People like this man, said Peters, “don’t really know where they are, but they like the environment or they’ve heard something about the Dalai Lama or think that Buddhists are quiet and peaceful. Maybe they don’t have a good history with Christianity and they think Buddhists are better with caring for the dying.”

But in the rising popularity of places like Sukhavati is an implicit critique of conventional Western views of life and death. Frank Ostaseski, Buddhist teacher and co-founder of the Zen Hospice Project in San Francisco, said that, in a consumerist culture often enchanted by youth, Buddhist hospice care is offering an alternative whose unvarnished view of death also offers a new perspective on living.

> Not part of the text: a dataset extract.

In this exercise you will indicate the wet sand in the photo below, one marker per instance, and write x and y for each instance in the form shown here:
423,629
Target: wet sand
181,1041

Author Frank Ostaseski. Courtesy of Ken Chitwood

It also suggests that people are realizing they don’t want to end their lives in the company of medical professionals, said Ostaseski, author of “The Five Invitations: Discovering What Death Can Teach Us About Living Fully.”

We don’t “want to just give this over to medicine anymore,” he said. “Death is much more than a medical event.”

Medical professionals from a variety of backgrounds have echoed Ostaseski’s point and are recommending that Buddhist principles be part of palliative and hospice care.

In a paper in the Journal of Pain and Symptom Management, co-authors Dr. Eva K. Masel, Dr. Sophie Schur and Dr. Herbert H. Watzke wrote, “Buddhist teachings may lead to a more profound understanding of incurable diseases and offer patients the means by which to focus their minds while dealing with physical symptoms and ailments.”

Courtesy of Ken Chitwood

Buddhist spirituality, said Chan, the Singaporean doctor, doesn’t aim to alleviate fears about death by concentrating on an afterlife. “Buddhists reflect on difficult things like death in order to deal with it, to make a better life in full view of the difficult facts.

“One of the key principles of Buddhism is balance — between compassion and wisdom, faith and facts. It is like a bird with two wings. The balance makes us able to fly,” he said.

Nor does Chan advocate that medical professionals be involved in patients’ spirituality or use of Buddhism as a method of care. But he suggested that a basic literacy in Buddhism makes them able to provide compassion and comfort alongside medical insight.

“Medical science isn’t able to treat and cure everyone,” he said, “but they can provide comfort to everyone.”

That comfort can transform caregivers as well as patients.

Courtesy of Ken Chitwood

Chenxing Han, author of “Be the Refuge: Raising the Voices of Asian American Buddhists,“ spent a summer volunteering for the Brahmavihara AIDS Project in Cambodia, the country with the highest per capita concentration of Buddhists.

“It was a humbling summer,” she said. “I did not speak Khmer and my undergraduate degree had not taught me how to be present with people who are severely ill and dying. Many times I wanted to run away, to flinch from the reality before me.”

Her mentors at Brahmavihara helped her by modeling a spiritual care “suffused with steadiness, love, faith and compassion,” she said.

After her time in Cambodia, Han not only deepened her own Buddhist practice, but volunteered at the Pathways hospice in California’s Bay Area, then enrolled for formal training as a Buddhist chaplain at the Sati Center for Buddhist Studies in Redwood City, California.

“As a chaplain,” she said, “my work was not the same as hospice, though many of the patients I met died.

“For me, Buddhism isn’t all gloom and doom,” she said. “I appreciate Buddhism’s lessons for life and living as much as its insights on death and dying.”

Through her experiences, Han said, she learned that “the chaplain’s role is in many ways countercultural to the biomedical model of care.

“In the chaplain’s view, death is not a failure, but a sacred transition that awaits us all.”